Aquele era o último dia do ano e ao contrário do que havia sido previsto pelo serviço de meteorologia, o céu estava perfeitamente azul e o sol queimava implacavelmente a pele dos banhistas que chegavam a todo momento, tomando para si o domínio absoluto das areias das praias paradisíacas do Recreio dos Bandeirantes no Rio de Janeiro.

Era como se estivessem chegando a um mundo novo, a um continente ainda desconhecido e precisassem marcar território imediatamente para garantir a respectiva posse.

Automóveis lotados chegavam dos subúrbios cariocas numa batalha frenética para garantir o estacionamento na orla e o transcurso de um dia feliz com as respectivas famílias.

O guardador, vestindo um jaleco azul desbotado que lhe conferia em tese suprema autoridade no pedaço, estava em palpos de aranha procurando faturar o mais rapidamente possível com motoristas que chegavam simultaneamente, garantindo assim uma maior arrecadação ao final do seu esporádico dia de trabalho, ou melhor dizendo, horas de oportunismo.

Alguns fechavam correndo seus veículos e se apressavam em deixar o local antes que fossem interpelados e instados a pagar por um espaço que consideravam seu. O astuto guardador, entretanto, percebia a evasiva manobra e deslocava para a frente um dos limpadores de para-brisa dos carros de cada esperto cidadão pagador de impostos que tentavam prejudicar a compra do leitinho para as suas crianças, identificando-os para futuras cobranças quando retornassem. Gente desalmada e injusta – deveria haver uma lei para puni-las exemplarmente.

Nas areias o caos era total. Os ônibus de excursão que haviam chegado repletos de moradores da baixada fluminense e principalmente de cidades mineiras durante a madrugada, já haviam liberado suas cargas humanas. Como espermatozoides eles iam em direção à praia formando verdadeiras caravanas com grandes e pesadas caixas de isopor sobre as cabeças, não antes de terem acordado vários moradores com o batuque de seus tambores e suas gargalhadas desmedidas e aparentemente sem uma razão específica. Apenas pelo momento e pela farra.

Um festival se “selfies” estava acontecendo junto à água. Hoje em dia, não basta você dizer que esteve. Você precisa provar, caso contrário, não vale.

Crianças choravam perdidas de suas mães. Mas onde estavam as mães? Naturalmente fazendo “selfies” que deveriam ser enviadas o mais rapidamente possível para amigas que não puderam vir na excursão. Não basta você estar feliz – é preciso tentar sacanear o outro mostrando a sua felicidade, senão, cadê a graça?
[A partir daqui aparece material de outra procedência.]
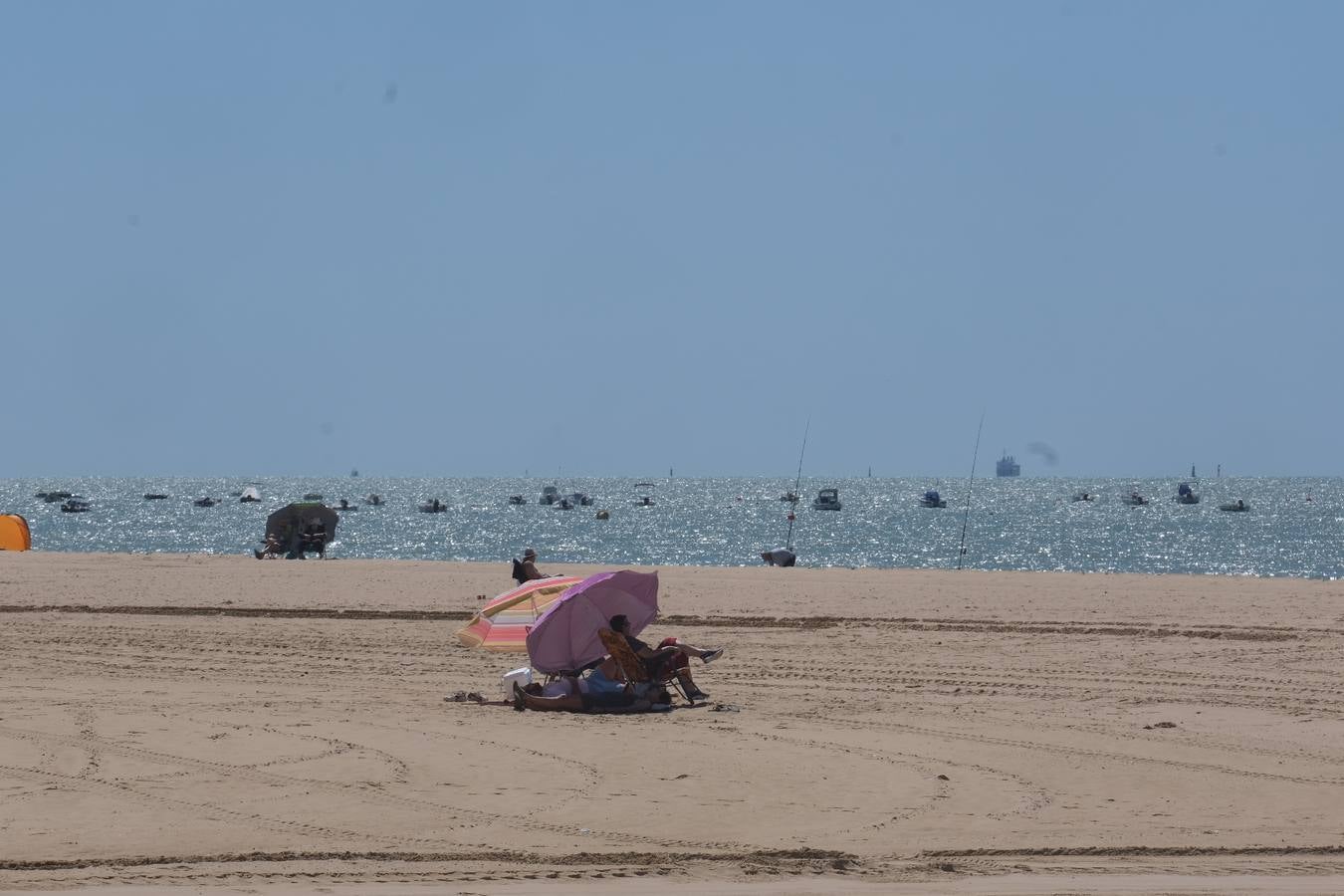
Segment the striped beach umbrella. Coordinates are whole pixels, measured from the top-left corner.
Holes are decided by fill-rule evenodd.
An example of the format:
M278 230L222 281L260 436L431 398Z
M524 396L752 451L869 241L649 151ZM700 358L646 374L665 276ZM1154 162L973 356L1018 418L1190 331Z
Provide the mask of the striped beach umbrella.
M497 653L527 653L527 633L547 607L583 579L562 576L532 579L505 591L477 613L457 639L468 647Z

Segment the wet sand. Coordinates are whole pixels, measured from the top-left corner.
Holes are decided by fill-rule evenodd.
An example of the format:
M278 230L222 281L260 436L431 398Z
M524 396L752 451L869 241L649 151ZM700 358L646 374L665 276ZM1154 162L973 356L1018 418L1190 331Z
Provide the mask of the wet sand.
M0 888L1344 889L1339 582L660 576L726 711L446 703L507 564L0 553Z

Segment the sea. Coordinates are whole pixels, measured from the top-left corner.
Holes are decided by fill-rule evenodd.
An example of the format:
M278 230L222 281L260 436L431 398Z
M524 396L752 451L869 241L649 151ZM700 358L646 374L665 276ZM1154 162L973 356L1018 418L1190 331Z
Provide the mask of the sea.
M305 494L345 498L329 557L507 563L526 547L538 566L758 566L792 544L798 566L1344 575L1344 478L1193 480L1200 496L1177 504L1180 480L1133 478L65 478L0 480L0 513L20 513L36 551L249 555L266 516ZM539 504L542 489L585 493L591 505ZM242 504L255 488L262 500ZM823 488L840 510L816 510ZM937 488L948 506L919 506ZM38 492L71 492L86 513L63 513ZM1150 504L1126 506L1137 490ZM1075 501L1089 493L1094 500ZM167 494L145 500L146 493ZM383 502L371 505L367 496ZM199 497L219 498L210 508ZM511 496L526 502L509 504ZM644 504L648 497L650 504ZM438 498L444 513L419 505ZM1242 500L1245 513L1219 509ZM606 510L609 519L598 519ZM790 521L789 513L794 513ZM965 553L961 552L962 547Z

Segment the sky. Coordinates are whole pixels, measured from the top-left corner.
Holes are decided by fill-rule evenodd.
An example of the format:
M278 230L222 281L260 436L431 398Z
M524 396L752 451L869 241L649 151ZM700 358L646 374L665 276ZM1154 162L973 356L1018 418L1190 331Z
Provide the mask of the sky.
M1340 34L0 0L0 478L1340 476Z

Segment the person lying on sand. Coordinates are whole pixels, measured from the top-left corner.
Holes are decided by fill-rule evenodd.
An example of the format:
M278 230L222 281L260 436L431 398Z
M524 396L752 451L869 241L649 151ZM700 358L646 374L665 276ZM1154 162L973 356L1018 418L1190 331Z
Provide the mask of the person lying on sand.
M577 680L575 680L577 682ZM573 693L559 697L543 697L528 693L513 682L513 708L519 712L536 709L540 712L659 712L672 708L672 695L667 690L650 690L645 697L636 697L626 690Z

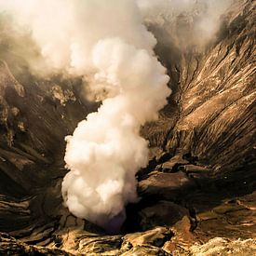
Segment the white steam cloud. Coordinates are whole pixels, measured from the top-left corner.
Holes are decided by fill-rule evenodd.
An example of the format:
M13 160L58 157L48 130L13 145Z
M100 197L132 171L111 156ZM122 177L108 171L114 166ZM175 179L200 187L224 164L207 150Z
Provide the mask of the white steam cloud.
M118 229L125 206L138 200L135 174L148 163L140 128L157 119L170 94L154 53L156 40L143 22L159 23L160 15L173 24L180 13L194 13L197 2L1 0L1 10L27 26L40 48L45 63L34 69L83 76L88 91L102 101L66 138L62 195L75 216ZM205 31L212 35L215 25Z
M49 70L83 75L92 91L107 92L66 138L62 195L75 216L115 230L126 204L138 200L135 174L148 163L140 128L157 118L170 94L156 40L134 0L6 2L30 26Z

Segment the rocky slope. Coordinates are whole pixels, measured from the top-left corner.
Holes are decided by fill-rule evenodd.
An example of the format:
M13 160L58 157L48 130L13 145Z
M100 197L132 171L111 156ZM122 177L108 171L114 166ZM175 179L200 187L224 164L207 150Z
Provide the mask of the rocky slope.
M173 94L141 129L152 151L138 173L141 200L115 236L61 205L64 136L97 106L79 79L38 78L1 41L0 255L253 255L254 20L255 3L236 1L204 49L180 47L168 23L150 28Z

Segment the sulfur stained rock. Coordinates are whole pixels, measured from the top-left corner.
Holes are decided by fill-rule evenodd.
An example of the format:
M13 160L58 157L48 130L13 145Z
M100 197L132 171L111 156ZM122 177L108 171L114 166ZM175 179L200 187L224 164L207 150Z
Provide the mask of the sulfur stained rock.
M222 19L203 50L175 46L168 24L149 28L173 93L141 128L152 161L134 233L118 236L70 215L61 195L64 137L98 105L81 80L35 77L0 42L1 255L255 254L255 1Z
M168 201L159 201L152 207L143 209L140 215L140 225L143 230L162 225L171 226L184 216L189 216L189 211L177 204Z

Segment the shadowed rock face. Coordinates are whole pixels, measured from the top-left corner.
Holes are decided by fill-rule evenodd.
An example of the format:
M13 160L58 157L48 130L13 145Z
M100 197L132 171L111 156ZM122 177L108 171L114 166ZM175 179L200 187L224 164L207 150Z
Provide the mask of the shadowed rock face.
M1 53L0 254L196 255L216 247L252 255L255 241L236 240L256 236L255 16L253 1L236 1L205 49L181 49L171 31L167 38L150 28L173 94L141 129L152 149L138 172L141 200L128 206L115 236L61 204L64 137L97 106L78 93L79 79L38 78Z

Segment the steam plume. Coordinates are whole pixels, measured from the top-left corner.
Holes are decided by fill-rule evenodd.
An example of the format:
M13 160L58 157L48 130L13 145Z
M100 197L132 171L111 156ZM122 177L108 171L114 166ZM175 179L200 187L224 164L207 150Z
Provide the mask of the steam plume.
M154 54L156 40L133 0L31 0L20 8L23 3L6 7L30 25L47 65L83 75L108 97L66 138L62 195L75 216L118 228L125 205L138 199L135 173L148 162L140 128L157 118L170 94Z
M148 142L140 136L140 128L157 119L170 94L166 69L154 54L156 40L143 22L159 23L160 13L169 22L164 25L173 24L182 12L187 17L195 13L197 2L203 3L161 0L158 8L155 0L0 2L1 9L27 26L40 48L44 63L34 65L34 70L41 75L81 75L88 84L87 90L102 101L98 112L66 138L70 171L62 195L75 216L118 229L125 206L138 200L135 174L148 163ZM222 12L211 13L216 20ZM209 26L215 20L200 17L206 19L204 34L209 38L216 33L216 26ZM193 32L196 34L201 24L197 22ZM184 35L179 29L175 33Z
Vendedores ambulantes ofereciam de tudo: mate, empadinhas, aviões de isopor, pipas, preservativos, Biscoito Carioca, bronzeadores caseiros, limonada, óculos de sol, bobó de camarão, carregadores de celular, biquínis, etc., etc., etc.
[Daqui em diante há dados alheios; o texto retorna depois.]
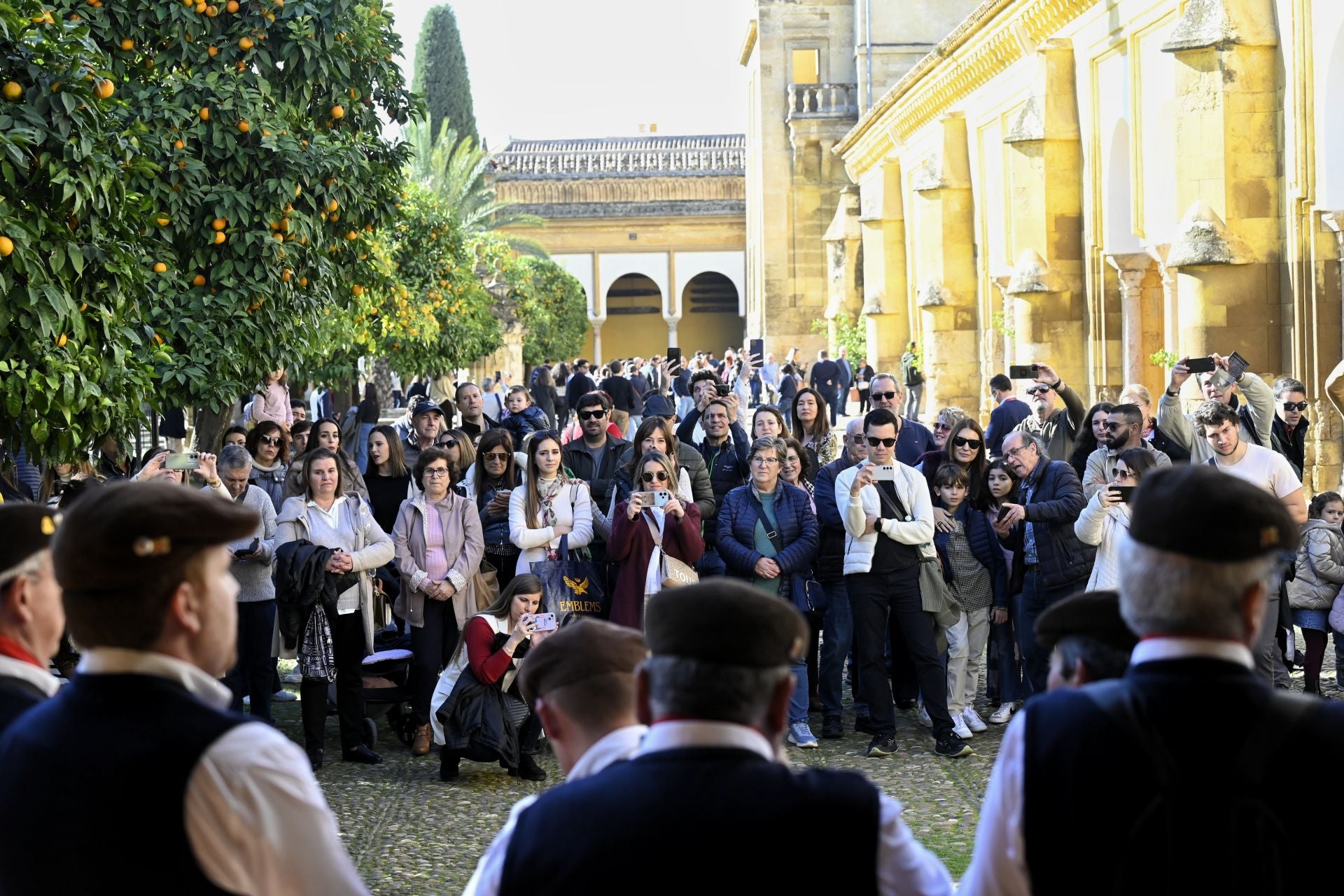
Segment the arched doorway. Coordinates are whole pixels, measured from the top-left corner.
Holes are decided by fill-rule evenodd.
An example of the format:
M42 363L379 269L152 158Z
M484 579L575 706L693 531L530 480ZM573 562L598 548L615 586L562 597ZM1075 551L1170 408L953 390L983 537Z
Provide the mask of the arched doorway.
M738 314L738 287L718 271L692 277L681 290L681 322L677 339L683 355L741 348L745 321Z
Eu calmamente apreciava a tudo tomando uma cerveja no meu canecão, apenas retirada do congelador, e procurava avidamente no jornal por alguma notícia que não fosse o assassinato de mais um PM, alguém atingido por uma bala perdida, um novo roubo de carga, a descoberta de mais um assalto praticado por um político ou a soltura de quem já estava preso. Missão impossível.

Ao final do dia, já com a lua de fora, fiquei observando a movimentação dos garis, dos tratores de limpeza na areia e dos caminhões que recolhiam toneladas de lixo largadas para trás. Não pude deixar de pensar que ironicamente, os que produziram toda aquela sujeira, foram felizes e despreocupados para suas casas sem desembolsar um único centavo de imposto, enquanto eu que nada tive a ver com isso, serei certamente espoliado com o novo valor do IPTU que já é caro e que certamente virá ainda maior.

Fui dormir pensando que ao menos indiretamente sou responsável pela felicidade de muita gente. Adormeci com a consciência tranquila, mas não em paz e nem feliz.

O planeta Terra continuava girando e a vida seguindo.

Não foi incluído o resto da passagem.